Here V = {v_{1},v_{2}} and U = {v_{3}, v_{4}}. Any graph G whose vertex set V(G) can be partitioned into two sets such that no two vertices in a partition share an edge is called *bipartite*, meaning "of two parts." The complete bipartite graph is the bipartite graph which has as many edges as possible without ceasing to be bipartite.

### Conclusion

That's it for the basics. Hopefully you understand what a graph is, some of the problems graph theory is useful in analyzing, and some of the common constructs in graph theory. In Part II I'm going to cover the relationship between graph theory and linear algebra. My ultimate plan is to use this relationship to come up with a way to rank people's influence in social networks, using a measure called eigenvector centrality.

### Errata

I left out a few definitions yesterday, so here they are.

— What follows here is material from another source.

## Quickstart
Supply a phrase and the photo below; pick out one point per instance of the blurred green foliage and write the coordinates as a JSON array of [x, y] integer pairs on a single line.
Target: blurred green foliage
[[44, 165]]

**Definition**. Let G be a graph and let v ∈ V(G) be a vertex. The *out degree* of v, written deg^{-}(v), is the number of edges directed away from v. Conversely, the *in degree* of v, written deg^{+}(v), is the number of edges directed towards v. If G is undirected then deg^{+}(v) = deg^{-}(v) for all v ∈ V(G), so we call this number the *degree* of v and write it deg(v).

The plus (+) and minus (-) have to do with the idea of *flow*. If you imagine a directed graph G and some substance diffusing through the graph along the edges then the out degree and the in degree measure the degree to which that vertex loses (-) or accumulates (+) the substance, respectively.